What nqkjw described is only 1/2 the equation, initial timing is every bit as important if you drive your car on the street.
If your engine has been modified with a bigger cam, ported heads, increased compression, etc. the initial timing spec from the factory is no longer valid. If you have a stock engine then nqkjw's instructions will get you close as will just setting the timing to the factory receomended initial timing.
If you want to really dial in the timing to get the best idle quality, throttle reponse and make your carb tuning much easier then you need to establish what the engine needs for initial which will very likely require you to get into the distributor to maintain the 34-36 that your engine wants (based on your user name I am assuming sb LA with open chamber heads).
Initial timing is established by adding or subtracting timing to get maximum manifold vacuum while maintaining a constant rpm. That is change the timing a small amount and readjust the idle and keep repeating until maximum manifld vacuum is found.
If you have a cam with significantly more duration than stock don't be surprised if you find the initial up in the 20 degrees BTDC. A number like this will definately require you to reduce the mechanical advance in the distributor.

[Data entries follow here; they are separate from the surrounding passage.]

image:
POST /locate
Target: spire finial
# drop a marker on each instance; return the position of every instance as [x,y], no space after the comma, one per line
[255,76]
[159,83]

This is where an aftermarket distributor from Mopar Perfromance, MSD, Accel, Mallory, etc. will make your life easier, they have adjustable mechanical advance stops. If you are going to use your factory distributor you will either need to use epoxy or weld up the slots to reduce the amount of advance.
Once you get the initial and total right you can start to play with the advance springs. Again for a street driven vehicle you want the timing all in in the 2500 +/- rpm range.